As is being widely reported, a student documentary claims that a pattern exists of virulent anti-Israel and anti-Jewish bias by professors offering courses in Columbia University`s Mideast studies department and in other departments, both as part of the courses and in their extra-curricular writings and speeches. And students who object are allegedly subjected to harassment and intimidation. Indeed, a recent follow-up investigation and report by the New York Daily News was an eye-opener.
It is no secret that Columbia has been the recipient of significant funding for its Middle East-related programs and projects from Arab donors directly and from enterprises, like law firms, that have represented and continue to represent them. So the anti-Jewish, anti-Israel hijacking of a major university may be well underway. Yet not one of the New York elected officials with the capacity to pursue all of this has evinced any interest in doing so.

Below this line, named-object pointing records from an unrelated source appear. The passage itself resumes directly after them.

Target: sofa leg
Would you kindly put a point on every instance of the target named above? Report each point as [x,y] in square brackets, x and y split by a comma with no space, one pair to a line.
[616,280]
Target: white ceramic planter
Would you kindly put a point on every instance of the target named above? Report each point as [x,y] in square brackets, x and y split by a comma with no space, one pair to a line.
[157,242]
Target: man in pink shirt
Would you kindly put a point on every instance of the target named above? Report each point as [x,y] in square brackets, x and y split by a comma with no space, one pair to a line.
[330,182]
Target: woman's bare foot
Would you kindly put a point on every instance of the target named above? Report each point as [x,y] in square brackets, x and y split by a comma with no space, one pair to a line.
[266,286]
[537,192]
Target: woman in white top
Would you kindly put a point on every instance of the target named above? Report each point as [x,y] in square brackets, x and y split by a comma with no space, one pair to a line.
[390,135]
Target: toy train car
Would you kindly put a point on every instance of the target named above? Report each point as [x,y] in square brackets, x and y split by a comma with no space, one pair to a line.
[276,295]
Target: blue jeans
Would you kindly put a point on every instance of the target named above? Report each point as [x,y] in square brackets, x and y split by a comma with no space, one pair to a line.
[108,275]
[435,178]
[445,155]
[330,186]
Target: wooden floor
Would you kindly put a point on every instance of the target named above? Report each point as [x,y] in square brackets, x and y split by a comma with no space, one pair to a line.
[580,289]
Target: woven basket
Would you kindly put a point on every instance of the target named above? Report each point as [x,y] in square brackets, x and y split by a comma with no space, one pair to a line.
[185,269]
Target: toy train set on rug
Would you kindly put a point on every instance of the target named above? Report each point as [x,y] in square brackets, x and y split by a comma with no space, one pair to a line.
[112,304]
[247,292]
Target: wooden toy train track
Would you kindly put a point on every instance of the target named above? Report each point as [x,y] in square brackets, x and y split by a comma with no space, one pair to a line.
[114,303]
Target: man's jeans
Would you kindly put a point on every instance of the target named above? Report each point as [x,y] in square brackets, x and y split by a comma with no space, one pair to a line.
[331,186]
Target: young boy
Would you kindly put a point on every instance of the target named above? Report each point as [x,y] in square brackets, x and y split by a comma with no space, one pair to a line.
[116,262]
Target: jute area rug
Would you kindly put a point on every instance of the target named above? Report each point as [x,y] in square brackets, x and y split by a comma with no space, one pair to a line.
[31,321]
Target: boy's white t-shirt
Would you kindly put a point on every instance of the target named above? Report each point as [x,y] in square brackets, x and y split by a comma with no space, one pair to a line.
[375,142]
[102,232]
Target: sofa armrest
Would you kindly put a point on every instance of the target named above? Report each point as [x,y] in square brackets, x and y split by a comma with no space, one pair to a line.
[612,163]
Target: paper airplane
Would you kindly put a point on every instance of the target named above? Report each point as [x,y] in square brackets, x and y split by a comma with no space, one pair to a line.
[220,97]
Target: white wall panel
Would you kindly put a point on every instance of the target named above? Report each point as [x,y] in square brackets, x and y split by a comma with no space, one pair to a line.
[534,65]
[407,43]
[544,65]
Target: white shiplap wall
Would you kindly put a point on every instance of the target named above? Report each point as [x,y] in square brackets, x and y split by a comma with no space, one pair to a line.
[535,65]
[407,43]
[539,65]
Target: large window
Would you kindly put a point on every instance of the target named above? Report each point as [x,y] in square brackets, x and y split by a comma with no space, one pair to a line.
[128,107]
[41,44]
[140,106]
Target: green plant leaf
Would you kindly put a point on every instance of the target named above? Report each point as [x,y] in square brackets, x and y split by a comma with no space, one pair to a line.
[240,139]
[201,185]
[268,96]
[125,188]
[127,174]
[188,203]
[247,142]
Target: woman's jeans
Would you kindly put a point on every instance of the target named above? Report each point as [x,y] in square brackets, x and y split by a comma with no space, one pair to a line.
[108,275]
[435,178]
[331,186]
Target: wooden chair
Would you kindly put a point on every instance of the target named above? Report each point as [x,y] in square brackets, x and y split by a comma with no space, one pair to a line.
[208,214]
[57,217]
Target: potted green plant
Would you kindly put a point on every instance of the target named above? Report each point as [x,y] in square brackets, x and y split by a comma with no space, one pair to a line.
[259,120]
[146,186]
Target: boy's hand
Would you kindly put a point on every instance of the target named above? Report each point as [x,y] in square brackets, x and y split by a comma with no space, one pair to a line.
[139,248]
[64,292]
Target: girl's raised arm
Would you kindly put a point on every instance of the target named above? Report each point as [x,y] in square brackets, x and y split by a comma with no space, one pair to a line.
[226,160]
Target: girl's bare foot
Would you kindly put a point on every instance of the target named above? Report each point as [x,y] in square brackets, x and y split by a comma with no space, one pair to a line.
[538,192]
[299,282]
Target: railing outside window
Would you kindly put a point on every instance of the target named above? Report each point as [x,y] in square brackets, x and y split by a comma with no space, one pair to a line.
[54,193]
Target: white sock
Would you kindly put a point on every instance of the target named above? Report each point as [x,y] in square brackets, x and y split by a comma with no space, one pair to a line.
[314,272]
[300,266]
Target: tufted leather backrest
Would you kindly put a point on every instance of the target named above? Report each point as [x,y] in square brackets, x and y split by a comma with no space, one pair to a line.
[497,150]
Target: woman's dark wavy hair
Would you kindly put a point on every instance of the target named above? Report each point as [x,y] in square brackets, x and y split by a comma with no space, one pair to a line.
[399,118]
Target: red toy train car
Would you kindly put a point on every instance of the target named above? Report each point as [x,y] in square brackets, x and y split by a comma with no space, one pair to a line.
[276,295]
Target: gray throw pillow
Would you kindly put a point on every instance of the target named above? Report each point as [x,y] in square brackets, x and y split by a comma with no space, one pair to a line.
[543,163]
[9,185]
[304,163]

According to the News, Columbia`s Middle East department chairman, Hamid Dabashi, has declared in various forums that supporters of Israel are "warmongers" and "Gestapo apparatchiks." Israel is "nothing more than a military base for the rising predatory empire of the United States." It`s a "ghastly state of racism and apartheid" — and it must be dismantled."
One student told the News that she asked Joseph Massad, a professor of modern Arab politics, if Israel gives warnings before bombing certain buildings so residents could flee. In response, Massad "exploded," she said. "He told me if I was going to `deny the atrocities` committed against the Palestinians, I could get out of his class." Another student told the News that, "Students are being bullied because of their identities, ideologies, religions and national origins." Still another said, "Debate is being stifled. Students are being silenced in their own classrooms."
Columbia President Lee Bollinger has appointed the university`s provost, Alan Brinkley, to investigate. Unfortunately, he has become part of the problem. At the outset he seems already to have formed an opinion: "Is the climate hostile to free expression? I don`t think it is, but we`re investigating to find out." He also opined that, "If a professor taught the `Earth was flat or there was no Holocaust,` Columbia might intervene in the classroom. But we don`t tell faculty they can`t express strong, or even offensive opinions."
And that`s the rub. Recent studies of the Columbia faculty have revealed that there is a significant representation of professors with reputations for having been politically active and outspoken in their extreme disdain for Israel and the United States. Indeed, it appears to us that their very selection may have had something to do with their notoriety in this regard. So time-honored notions of academic freedom may now be beside the point in this case.
Which brings us back to the question of why the governor, mayor and attorney general have not seen fit to examine the troubling dimensions of the Columbia controversy.
A situation similar, in certain respects, to the Columbia matter took center stage in Florida in the course of a U.S. Senate this year in which former HUD secretary Mel Martinez defeated former University of South Florida president Betty Castor.
Readers may recall that in 1994 reports circulated about how a computer science professor and Muslim activist named Sami Al-Arian had set up a think tank at USF — World and Islam Studies Enterprises — that was being investigated as a possible fund-raising front for the Palestinian Islamic Jihad. Some months later, an instructor whom Al-Arian had helped get a job at USF suddenly left and surfaced in Syria as the new leader of a notorious terror group.
Both of these developments occurred while Ms. Castor was the president of USF, yet at the time she did not take any steps to fire Al-Arian or to even publicly criticize him. According to Daniel Pipes, she merely ordered a review of his resume and only in 1996 placed him on non-disciplinary administrative leave with full pay. When the U.S. government failed to indict him by 1998, Castor reinstated Al-Arian in his old teaching job and a year later she left USF. However, in February of 2003, after the passage of the much maligned Patriot Act, which for the first time gave law enforcement officials access to intelligence agency information, Al-Arian and seven other men were indicted on terrorism charges arising out of their alleged use of the think tank as fronts to raise money for Islamic Jihad.
As a sign of the volatility of the terrorism issue with voters, late in the Martinez-Castor race, the Palm Beach Post called the Al-Arian episode "almost the only topic" and one that is "playing a pivotal" role in the campaign. According to a Mason-Dixon poll at the time, Castor`s treatment of Al-Arian ranked as her "chief weakness."
To be sure, there is no evidence of terrorist links with respect to the Columbia professors, but Pipes`s conclusion nonetheless seems relevant to our friends in office:
As Islamist terrorism grows in menace and capabilities, how American politicians deal with it is becoming more central to their attractiveness as candidates and their stature as leaders. The U.S. voter rewards a tough policy toward those suspected of ties to terrorism.
To which we might add, apropos of Columbia University, the New York voter — certainly the New York Jewish voter — will be watching to see how seriously our elected officials treat the growing problem of academics who use our institutions of higher learning as anti-U.S., anti-Israel propaganda mills.